Quant au Forum, cœur de la vie économique de la cité à cette époque, il était normalement situé à l’intersection des deux axes principaux, voire à proximité. Dans le cas de Lutèce (ancien nom de Paris), le decumanus, au tracé plus ou moins net, correspondrait à la rue Soufflot.
- Le cardo maximus, correspondait à l’axe nord-Sud le plus important d’une ville romaine (cardo signifiant « pivot » ou gond de porte et maximus (le plus grand)) et à l’axe qui structurait la ville dès sa création. Le cardo de Paris (Lutèce) était l’axe qui descendait la pente sud de la montagne Sainte-Geneviève par l’actuelle rue Saint-Jacques, bordé d’une série de bâtiments antiques étagés parmi lesquels les thermes de Cluny (au pied de la colline). Ce cardo franchissait une première fois la Seine par le Petit-Pont, traversait l’Ile de la Cité par la rue de la Cité, enjambait à nouveau la Seine par le Pont Notre-Dame pour emprunter un double cardo formé par la rue Saint Martin. Le second cardo correspondait au boulevard Saint Michel et la rue Saint Denis. Un troisième cardo sur la rive gauche suivait la rue Valette. Notons qu’au sommet de la montagne, les deux premiers cardos encadraient le bâtiment central de la Lutèce romaine appelé Forum.
C’est ainsi que les Romains assureront d’est en ouest et du nord au sud le plan de circulation au temps de celle qui portait alors le nom de Lutèce.

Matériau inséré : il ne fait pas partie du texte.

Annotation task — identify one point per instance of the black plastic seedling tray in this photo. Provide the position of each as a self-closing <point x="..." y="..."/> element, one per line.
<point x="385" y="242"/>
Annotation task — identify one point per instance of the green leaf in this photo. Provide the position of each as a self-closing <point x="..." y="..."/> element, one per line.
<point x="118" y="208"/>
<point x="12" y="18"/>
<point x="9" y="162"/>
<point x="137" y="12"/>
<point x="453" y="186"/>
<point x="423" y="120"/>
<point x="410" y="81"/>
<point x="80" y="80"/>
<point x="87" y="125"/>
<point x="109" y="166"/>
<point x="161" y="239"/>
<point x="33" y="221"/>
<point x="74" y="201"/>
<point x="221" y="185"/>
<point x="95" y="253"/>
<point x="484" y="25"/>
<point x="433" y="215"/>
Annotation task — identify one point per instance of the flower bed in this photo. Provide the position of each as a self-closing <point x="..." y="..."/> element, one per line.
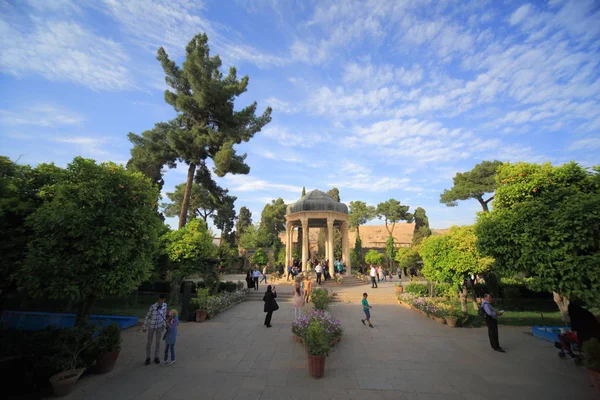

L’Histoire retiendra également le nom du baron Haussmann, l’autre grand concepteur d’une ville axée sur l’idée de circulation. C’est sous le Second Empire, et sur ordre de Napoléon, que le baron Haussmann entreprendra une modernisation globale de la capitale française, entre 1853 et 1870 : ce projet couvre alors tous les domaines de l’urbanisme, tant au cœur de Paris que dans ses quartiers extérieurs.
Rues, boulevards, réglementation des façades, espaces verts, mobilier urbain, égouts et réseaux d’adduction d’eau sont concernés par ces grands travaux. On équipe la capitale de nouveaux bâtiments publics et l’on agrandit la ville par l’annexion de plusieurs communes limitrophes, faisant ainsi passer le nombre d’arrondissements de douze à...vingt.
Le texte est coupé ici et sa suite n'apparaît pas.